Eligibility Criteria for the Design Registration
A design qualifies for protection only if-
(i) it is new or original;
(ii) it has not been previously registered in India; and
(iii) it has not been previously published in India.
The rationale behind the protection of design is the role played by it in promoting and maintaining a competitive market economy. The notion of protection of design is the result because of its adaptation in the minds of the users and the socio-economic framework, which sustains it. The manifestation of design in various product markets poses a problem for the registration of a design in intellectual property. In this article, an attempt is made to describe briefly about a major threat faced in the field of intellectual property i.e. “Piracy of the Registered Design” so that those reading it will get an insight of the importance of designs in this modern consumerist market.
Piracy being a violation of copyright law; it involves the unauthorized acquisition, reproduction, distribution, or performance of a creative work. To constitute infringement of a registered design, it is therefore, necessary that the copy must be fraudulent or obvious imitation. The word “imitation” does not mean exact replica. The court is to see in particular as to whether the essential part of the base of the applicant’s claim for novelty in the design form part of the infringing design.
Section 22 of the Designs Act, 2000, lays down that the following acts amount to piracy: -
- To publish or to have it published or expose for sale any article of the class in question on which either the design or any fraudulent or obvious imitation has been applied.
- To either apply or cause to apply the design that is registered to any class of goods covered by the registration, the design or any imitation of it.
- To import for the purpose of sale any article belonging to the class in which the design has been registered and to which the design or a fraudulent or obvious imitation thereof has been applied.
According to Section 22(2) (b) of the Designs Act, 2000 the proprietor of a design has the right to bring a suit for recovery of damages. A practical method of assessing damages is to assess them on the basis of a reasonable royalty upon all infringing articles made and sold by the defendant. Alternatively damages may be assessed to compensate plaintiff for the loss of sales suffered by him on account of the sale of the infringing articles by the defendant, or other damage caused to him thereby, e.g. reduction in price.
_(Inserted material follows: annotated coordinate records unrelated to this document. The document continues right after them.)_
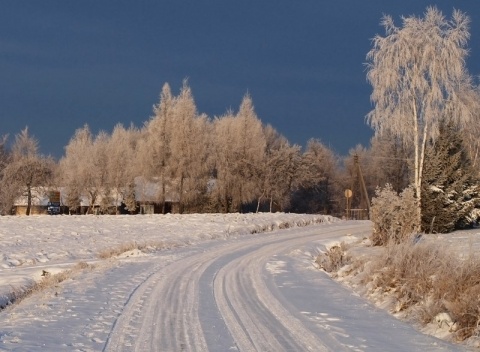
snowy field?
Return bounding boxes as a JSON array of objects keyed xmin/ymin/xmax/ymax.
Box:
[
  {"xmin": 0, "ymin": 213, "xmax": 335, "ymax": 305},
  {"xmin": 0, "ymin": 213, "xmax": 474, "ymax": 351}
]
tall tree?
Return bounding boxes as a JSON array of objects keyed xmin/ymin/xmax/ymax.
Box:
[
  {"xmin": 0, "ymin": 135, "xmax": 12, "ymax": 215},
  {"xmin": 365, "ymin": 133, "xmax": 411, "ymax": 192},
  {"xmin": 257, "ymin": 125, "xmax": 301, "ymax": 212},
  {"xmin": 2, "ymin": 127, "xmax": 55, "ymax": 215},
  {"xmin": 168, "ymin": 80, "xmax": 208, "ymax": 212},
  {"xmin": 367, "ymin": 7, "xmax": 478, "ymax": 226},
  {"xmin": 292, "ymin": 139, "xmax": 343, "ymax": 213},
  {"xmin": 422, "ymin": 122, "xmax": 480, "ymax": 233},
  {"xmin": 107, "ymin": 124, "xmax": 139, "ymax": 213}
]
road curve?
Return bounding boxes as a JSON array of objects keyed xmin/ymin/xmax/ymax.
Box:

However, the plaintiff cannot recover damages or penalty for infringement if he has failed to mark his articles in the prescribed manner denoting that the design was registered, unless he shows that he took all steps to ensure the marking of the article.
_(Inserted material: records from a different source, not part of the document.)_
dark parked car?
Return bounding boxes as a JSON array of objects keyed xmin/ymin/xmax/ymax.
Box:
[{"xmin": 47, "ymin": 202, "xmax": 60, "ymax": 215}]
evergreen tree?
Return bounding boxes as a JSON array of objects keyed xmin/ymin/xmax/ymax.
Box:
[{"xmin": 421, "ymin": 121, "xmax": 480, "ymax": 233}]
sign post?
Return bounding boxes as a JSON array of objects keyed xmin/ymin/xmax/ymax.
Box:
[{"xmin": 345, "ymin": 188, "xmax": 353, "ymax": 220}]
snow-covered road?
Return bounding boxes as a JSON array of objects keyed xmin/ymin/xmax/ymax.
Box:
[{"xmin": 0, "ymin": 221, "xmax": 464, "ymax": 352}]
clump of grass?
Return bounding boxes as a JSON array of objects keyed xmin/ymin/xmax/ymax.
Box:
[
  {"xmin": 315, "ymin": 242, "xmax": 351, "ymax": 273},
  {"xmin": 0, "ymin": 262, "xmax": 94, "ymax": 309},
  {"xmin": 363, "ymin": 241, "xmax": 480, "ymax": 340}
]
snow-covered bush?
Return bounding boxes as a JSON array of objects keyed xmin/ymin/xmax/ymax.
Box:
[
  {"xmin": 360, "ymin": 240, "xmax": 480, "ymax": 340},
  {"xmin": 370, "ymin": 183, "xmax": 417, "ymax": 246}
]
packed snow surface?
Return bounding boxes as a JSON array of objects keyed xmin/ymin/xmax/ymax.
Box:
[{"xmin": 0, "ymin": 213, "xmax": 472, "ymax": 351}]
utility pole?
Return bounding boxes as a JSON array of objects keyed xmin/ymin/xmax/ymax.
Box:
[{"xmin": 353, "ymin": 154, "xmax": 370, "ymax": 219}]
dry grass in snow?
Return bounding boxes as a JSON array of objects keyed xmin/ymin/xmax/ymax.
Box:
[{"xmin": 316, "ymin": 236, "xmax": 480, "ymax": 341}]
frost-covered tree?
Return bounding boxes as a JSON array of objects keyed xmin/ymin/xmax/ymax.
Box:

In a world where simultaneous copying rages and piracy has become a business model, legislation addressing innovators' rights is a necessary addition to intellectual property law and a fair complement to anti-counterfeiting measures.
Design denotes those which are protected by the design system of our country, i.e., Designs Act, 2000. But it should also be remembered that design act prohibits registration of those which lack novelty or originality and also those designs which have been disclosed to the public domain in a tangible form or in any other way prior to the filing date or, which is not significantly distinguishable from non designs or combination of non-designs or comprises or contains scandalous or obscene matter. This act has been enacted, taking into consideration the international standard that has been kept for design protection. It also states that the design must have an eye appeal, which means that it should attract people towards the article. It should also be noted that the design must possess some features beyond those necessary to enable the article to fulfill its particular purpose.
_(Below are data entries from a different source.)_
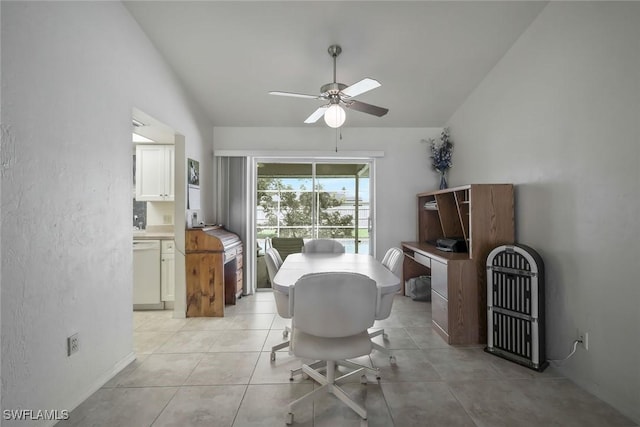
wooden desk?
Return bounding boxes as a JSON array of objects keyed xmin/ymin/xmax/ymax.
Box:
[
  {"xmin": 185, "ymin": 227, "xmax": 243, "ymax": 317},
  {"xmin": 273, "ymin": 253, "xmax": 401, "ymax": 320}
]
A rationale basis for the protection of designs is to reward the designer’s creativity and to provide incentives for future contributions, however a balance must be maintained between such reward and the long term goal of promoting competition within a market based economy. The owner of the registered design right will be in a position to oppose infringement in relation to goods in respect of which the design has been registered. Designs which appeal to the eye can be of a tremendous commercial value. So there is a real need to register the design as a registered design. It is the only way to prevent piracy of designs and to encourage the origin of new and original ones. The Designs Act 2000 to a great extent serves as an umbrella protection for Industrial Designs.